- Это меня-то убьёшь? Нет, уж извини, выскажу. Я и пришёл, чтоб угостить себя этим удовольствием. О, я люблю мечты пылких, молодых, трепещущих жаждой жизни друзей моих! "Там новые люди", решил ты ещё прошлою весной, сюда собираясь, "они полагают разрушить всё и начать с антропофагии. Глупцы, меня не спросились! По-моему и разрушать ничего не надо, а надо всего только разрушить в человечестве идею о Боге, вот с чего надо приняться за дело! С этого, с этого надобно начинать, - о слепцы, ничего не понимающие! Раз человечество отречётся поголовно от Бога (а я верю, что этот период, параллельно геологическим периодам, совершится), то само собою, без антропофагии, падёт всё прежнее мировоззрение и, главное, вся прежняя нравственность, и наступит всё новое. Люди совокупятся, чтобы взять от жизни всё, что она может дать, но непременно для счастия и радости в одном только здешнем мире. Человек возвеличится духом божеской, титанической гордости и явится человеко-Бог. Ежечасно побеждая уже без границ природу, волею своею и наукой, человек тем самым ежечасно будет ощущать наслаждение столь высокое, что оно заменит ему все прежние упования наслаждений небесных. Всякий узнает, что он смертен весь, без воскресения, и примет смерть гордо и спокойно, как Бог. Он из гордости поймёт, что ему нечего роптать за то, что жизнь есть мгновение, и возлюбит брата своего уже безо всякой мзды. Любовь будет удовлетворять лишь мгновению жизни, но одно уже сознание её мгновенности усилит огонь её настолько, насколько прежде расплывалась она в упованиях на любовь загробную и бесконечную"... ну и прочее и прочее, в том же роде. Премило!.."

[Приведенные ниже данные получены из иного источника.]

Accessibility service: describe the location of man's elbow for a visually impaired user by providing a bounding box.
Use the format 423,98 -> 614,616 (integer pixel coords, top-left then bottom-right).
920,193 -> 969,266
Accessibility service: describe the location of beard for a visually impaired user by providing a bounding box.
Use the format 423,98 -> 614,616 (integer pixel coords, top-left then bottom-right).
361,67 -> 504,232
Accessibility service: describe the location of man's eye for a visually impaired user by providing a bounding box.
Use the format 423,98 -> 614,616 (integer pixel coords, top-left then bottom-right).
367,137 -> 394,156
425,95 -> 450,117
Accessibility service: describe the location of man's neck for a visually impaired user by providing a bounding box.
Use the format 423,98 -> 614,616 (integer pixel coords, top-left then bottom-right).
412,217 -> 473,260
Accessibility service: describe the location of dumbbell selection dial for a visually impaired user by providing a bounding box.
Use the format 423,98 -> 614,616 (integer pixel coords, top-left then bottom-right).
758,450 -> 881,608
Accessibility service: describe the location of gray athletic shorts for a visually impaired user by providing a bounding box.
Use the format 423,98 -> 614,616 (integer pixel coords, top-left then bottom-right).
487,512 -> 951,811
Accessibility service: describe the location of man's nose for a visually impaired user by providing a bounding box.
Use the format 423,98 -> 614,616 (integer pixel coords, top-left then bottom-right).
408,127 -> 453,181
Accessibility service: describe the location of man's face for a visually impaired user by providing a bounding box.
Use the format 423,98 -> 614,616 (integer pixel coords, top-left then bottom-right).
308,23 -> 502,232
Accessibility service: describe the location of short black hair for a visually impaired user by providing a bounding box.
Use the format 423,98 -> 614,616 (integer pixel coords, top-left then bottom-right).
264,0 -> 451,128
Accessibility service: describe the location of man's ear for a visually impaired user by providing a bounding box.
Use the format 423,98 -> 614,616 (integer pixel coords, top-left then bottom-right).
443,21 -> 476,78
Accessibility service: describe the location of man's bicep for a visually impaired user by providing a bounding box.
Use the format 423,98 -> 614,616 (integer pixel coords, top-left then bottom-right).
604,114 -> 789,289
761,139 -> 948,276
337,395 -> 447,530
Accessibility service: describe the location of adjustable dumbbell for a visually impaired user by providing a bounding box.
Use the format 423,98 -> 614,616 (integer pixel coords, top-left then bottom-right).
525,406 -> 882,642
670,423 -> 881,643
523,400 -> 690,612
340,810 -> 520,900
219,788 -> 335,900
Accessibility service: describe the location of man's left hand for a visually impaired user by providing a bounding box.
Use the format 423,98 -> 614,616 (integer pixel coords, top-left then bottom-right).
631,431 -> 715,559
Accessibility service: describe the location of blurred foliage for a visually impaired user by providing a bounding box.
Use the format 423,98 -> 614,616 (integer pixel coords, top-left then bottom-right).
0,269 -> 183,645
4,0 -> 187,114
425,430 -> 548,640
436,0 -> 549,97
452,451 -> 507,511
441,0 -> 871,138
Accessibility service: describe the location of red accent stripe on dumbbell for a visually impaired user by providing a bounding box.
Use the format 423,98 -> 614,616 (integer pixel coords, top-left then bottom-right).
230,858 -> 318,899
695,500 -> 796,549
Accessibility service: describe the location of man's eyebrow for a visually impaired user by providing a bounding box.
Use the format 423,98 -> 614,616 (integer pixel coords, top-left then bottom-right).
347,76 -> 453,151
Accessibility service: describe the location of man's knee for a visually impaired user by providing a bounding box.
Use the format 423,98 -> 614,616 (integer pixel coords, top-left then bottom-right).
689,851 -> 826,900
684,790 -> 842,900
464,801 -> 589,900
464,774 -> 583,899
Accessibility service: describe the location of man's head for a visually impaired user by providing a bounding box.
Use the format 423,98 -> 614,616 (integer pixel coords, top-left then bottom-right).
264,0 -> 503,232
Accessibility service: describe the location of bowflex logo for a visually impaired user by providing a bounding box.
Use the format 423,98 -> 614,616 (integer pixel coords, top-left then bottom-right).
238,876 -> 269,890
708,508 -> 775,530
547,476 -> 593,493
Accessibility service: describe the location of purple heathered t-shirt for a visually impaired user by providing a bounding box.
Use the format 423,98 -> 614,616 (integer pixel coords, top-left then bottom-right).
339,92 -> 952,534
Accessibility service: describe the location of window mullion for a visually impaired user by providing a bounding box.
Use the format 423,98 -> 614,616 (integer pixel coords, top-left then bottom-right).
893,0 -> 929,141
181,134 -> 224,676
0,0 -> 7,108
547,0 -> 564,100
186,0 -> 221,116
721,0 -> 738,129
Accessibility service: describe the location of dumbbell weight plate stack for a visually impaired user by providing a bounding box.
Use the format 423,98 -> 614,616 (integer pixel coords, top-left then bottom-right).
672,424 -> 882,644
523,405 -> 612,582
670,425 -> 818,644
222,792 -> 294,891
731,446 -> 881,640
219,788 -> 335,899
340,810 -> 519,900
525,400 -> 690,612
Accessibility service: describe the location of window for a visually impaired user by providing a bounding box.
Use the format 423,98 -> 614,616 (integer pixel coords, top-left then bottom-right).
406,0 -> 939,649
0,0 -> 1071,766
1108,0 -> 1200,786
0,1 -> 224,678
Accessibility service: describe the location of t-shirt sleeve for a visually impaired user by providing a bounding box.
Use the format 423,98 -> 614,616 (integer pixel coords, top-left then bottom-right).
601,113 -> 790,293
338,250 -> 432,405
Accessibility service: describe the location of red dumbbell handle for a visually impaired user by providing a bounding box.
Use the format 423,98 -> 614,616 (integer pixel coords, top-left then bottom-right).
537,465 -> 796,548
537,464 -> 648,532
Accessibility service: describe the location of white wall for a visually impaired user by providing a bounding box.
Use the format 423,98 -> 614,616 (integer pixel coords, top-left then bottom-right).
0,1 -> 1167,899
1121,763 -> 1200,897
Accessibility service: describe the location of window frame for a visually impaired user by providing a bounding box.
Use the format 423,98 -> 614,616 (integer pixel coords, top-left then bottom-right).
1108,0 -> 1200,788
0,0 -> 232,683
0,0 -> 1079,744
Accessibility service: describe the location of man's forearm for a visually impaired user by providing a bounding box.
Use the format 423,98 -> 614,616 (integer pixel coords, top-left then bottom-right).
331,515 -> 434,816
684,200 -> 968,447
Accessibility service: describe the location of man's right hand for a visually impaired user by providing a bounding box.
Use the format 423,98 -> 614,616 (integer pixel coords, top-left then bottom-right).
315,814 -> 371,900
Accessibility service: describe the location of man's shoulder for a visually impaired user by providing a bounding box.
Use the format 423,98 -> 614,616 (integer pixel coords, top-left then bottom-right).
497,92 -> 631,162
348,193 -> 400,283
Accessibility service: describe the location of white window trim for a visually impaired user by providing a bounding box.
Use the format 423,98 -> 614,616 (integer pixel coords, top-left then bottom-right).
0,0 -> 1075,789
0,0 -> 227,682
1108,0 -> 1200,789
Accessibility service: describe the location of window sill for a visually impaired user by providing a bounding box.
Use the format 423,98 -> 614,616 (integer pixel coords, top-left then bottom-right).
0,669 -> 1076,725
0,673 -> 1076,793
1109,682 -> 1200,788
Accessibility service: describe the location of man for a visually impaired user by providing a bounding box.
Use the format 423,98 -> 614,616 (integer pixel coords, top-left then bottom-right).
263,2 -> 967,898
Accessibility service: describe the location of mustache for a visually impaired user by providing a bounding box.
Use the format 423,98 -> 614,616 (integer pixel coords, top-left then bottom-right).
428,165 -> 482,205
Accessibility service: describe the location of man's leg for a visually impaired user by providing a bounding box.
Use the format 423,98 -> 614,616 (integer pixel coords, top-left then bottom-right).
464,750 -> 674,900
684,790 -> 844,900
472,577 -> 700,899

А далее чёрт продолжает пересказ теории Ивана уже своими ёрническими словами, и получается, что этот герой последнего романа Достоевского внимательно читал его же роман "Преступление и наказание" и хорошо усвоил главную идею Раскольникова:
"Но так как, в виду закоренелой глупости человеческой, это пожалуй ещё и в тысячу лет не устроится, то всякому, сознающему уже и теперь истину, позволительно устроиться совершенно как ему угодно, на новых началах. В этом смысле ему "всё позволено". Мало того: если даже период этот и никогда не наступит, но так как Бога и бессмертия всё-таки нет, то новому человеку позволительно стать человеко-Богом, даже хотя бы одному в целом мире, и уж конечно, в новом чине, с лёгким сердцем перескочить всякую прежнюю нравственную преграду прежнего раба-человека, если оно понадобится. Для Бога не существует закона! Где станет Бог - там уже место Божие! Где стану я, там сейчас же будет первое место... "всё дозволено" и шабаш! Всё это очень мило..." (15, 83)
Итак, отрицание Бога ведёт непременно к утверждению на его место человеко-Бога, а отрицание бессмертия -- к диктату закона "всё позволено" в земной жизни. Понятно, что такие мысли-идеи приводят, не могут не привести к преступлению, как в случае с Раскольниковым, к самоубийству, как в случае с Кирилловым, или к сумасшествию, как и случилось, в конце концов, с Иваном. Но ведь перед этим-то "в конце концов" прошёл он и путь героя "Преступления и наказания", и Голгофу героя "Бесов". Но если с преступлением Ивана Карамазова всё более менее ясно и вина его в смерти-убийстве отца сомнений не вызывает не только у Смердякова, но и у нас, читателей, то самоубийственные настроения его многие могли пропустить мимо внимания. А этот герой думал-мечтал о самоказни, не мог не мечтать и не думать.